Im abschließenden dritten Teil unserer Mini-Serie werden wir die Themen Einkauf und Logistik etwas näher anschauen.

Wie beschafft ihr eure Produkte? Habt ihr Teams vor Ort in den Produktionsländern, die sich mit Produzenten treffen, Waren begutachten, Qualitäten prüfen und immer wieder erneut verhandeln? Diese Fragen müssen die meisten kleineren Händler wohl eher mit Nein beantworten, denn viele dieser Stellen sind zwar wichtig, aber sind nur ab einer gewissen Größe effizient besetzt. Den Overhead, den man hier erzeugt, muss man sich auch leisten können.

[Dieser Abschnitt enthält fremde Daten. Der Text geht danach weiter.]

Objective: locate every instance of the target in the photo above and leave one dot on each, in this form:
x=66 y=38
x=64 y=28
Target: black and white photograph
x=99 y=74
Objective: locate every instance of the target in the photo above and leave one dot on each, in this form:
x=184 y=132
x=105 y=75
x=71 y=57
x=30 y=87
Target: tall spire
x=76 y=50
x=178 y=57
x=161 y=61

Große Amazon-Händler setzen auf Teams vor Ort. Direkt im Produktionsland werden Produkte entdeckt, geprüft, gekauft und im Idealfall auch direkt nachverhandelt.

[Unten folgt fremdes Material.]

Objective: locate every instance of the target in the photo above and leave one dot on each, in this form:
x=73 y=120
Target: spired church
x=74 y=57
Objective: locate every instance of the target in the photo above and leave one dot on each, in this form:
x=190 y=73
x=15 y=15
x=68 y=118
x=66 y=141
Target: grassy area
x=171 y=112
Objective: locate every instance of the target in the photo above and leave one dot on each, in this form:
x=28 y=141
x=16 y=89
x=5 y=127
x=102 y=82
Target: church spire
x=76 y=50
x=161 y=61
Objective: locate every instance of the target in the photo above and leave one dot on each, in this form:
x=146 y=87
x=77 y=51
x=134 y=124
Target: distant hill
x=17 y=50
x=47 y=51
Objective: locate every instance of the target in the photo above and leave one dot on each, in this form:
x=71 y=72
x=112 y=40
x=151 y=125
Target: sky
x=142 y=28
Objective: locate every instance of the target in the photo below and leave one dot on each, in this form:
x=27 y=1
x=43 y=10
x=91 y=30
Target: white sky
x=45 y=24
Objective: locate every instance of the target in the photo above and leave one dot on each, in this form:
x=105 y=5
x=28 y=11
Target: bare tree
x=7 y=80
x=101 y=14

Große Einkaufsvolumen ermöglichen günstigere Einkaufspreise, denn wer international verkauft, hat durch den Mengenvorteil auch einen großen Kostenvorteil. Das betrifft sowohl die Menge einzelner Produkte als auch die Gesamtmenge, die ein Unternehmen aus Fernost beschafft. Beides beeinflusst den Kostenfaktor stark. Besitzt ein Unternehmen also mehrere Produkte, können günstigere Verschiffungskonditionen verhandelt werden, z. B. wenn ein ganzer Container gebucht werden kann. Das wiederum hat Auswirkungen auf die Preisgestaltung der Produkte und somit sowohl auf die Margensituation als auch auf die Wettbewerbsfähigkeit. Nicht nur die Beschaffung eines Produktes ist wichtig, es soll auch die gewünschte Qualität haben. Ist keine Qualitätskontrolle vor Ort möglich, werden Mängel an der Ware erst in Europa entdeckt. Das kostet Zeit und Geld. Neben dem Sourcing ist also eine Stelle für die Qualitätskontrolle direkt im Erzeugerland ebenfalls wichtig und sinnvoll. Probleme können frühzeitigt identifiziert und sofort mit dem Produzenten besprochen werden, bevor die Waren den weiten Weg bis nach Europa zurückgelegt haben.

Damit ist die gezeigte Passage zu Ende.